Number of AI chatbots ignoring human instructions is increasing— Research finds sharp rise in models evading safeguards and destroying emails without permission

Beep@lemmus.org · edit-2 3 days ago

Number of AI chatbots ignoring human instructions is increasing— Research finds sharp rise in models evading safeguards and destroying emails without permission

cley_faye@lemmy.world · 2 days ago

Thats all there is to it.

Not really. Even with (theoretical) infinite context windows, things would end up getting diluted. It’s a statistic machine; no matter how complex we make them look. Even with all the safeguards in place, as these grows larger and larger, each “directive” would end up being less represented in the next token.

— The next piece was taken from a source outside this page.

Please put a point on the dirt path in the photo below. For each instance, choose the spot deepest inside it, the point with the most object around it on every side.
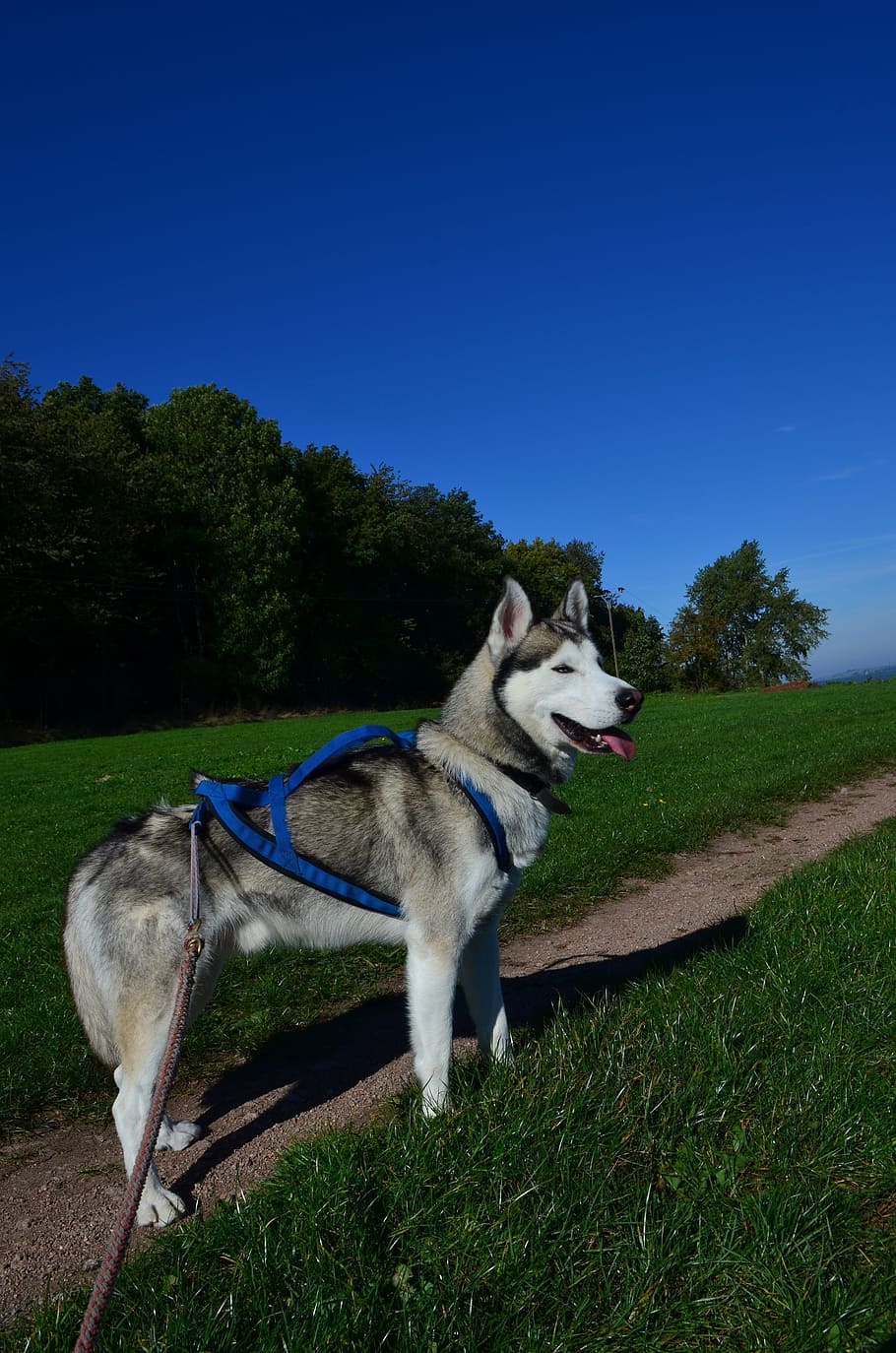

People can keep trying to hammer with a screwdriver all they want and keep being impressed when the bent nail is almost flush, though. I’m just enjoying the show from the side at this point.

pixxelkick@lemmy.world · 2 days ago

Very true, though theres a certain threshold you can get past where the context, at least, is usable in size where the machine can at least hold enough data at once for common tasks.

One of the pieces of tech we are really missing atm is an automation of being able to filter info.

Specifically, for the LLM to be able to “release” info as it goes asap as unimportant and forget it, or at least it gets stored into some form of long term storage it can use a tool to look up.

But for a given convo the LLM can do a lot of reasoning but all that reasoning takes up context.

Itd be nice if after it reasons, it then can discard a bunch of the data from that and only keep what matters.

This eould tremendously lower context pressure and allow the LLM to last way longer memory wise

I think tooling needs to approach how we manage LLM context in a very different way to make further advancement.

LLMs have to be trained to have different types of output, that control if they’ll actually remember it or not.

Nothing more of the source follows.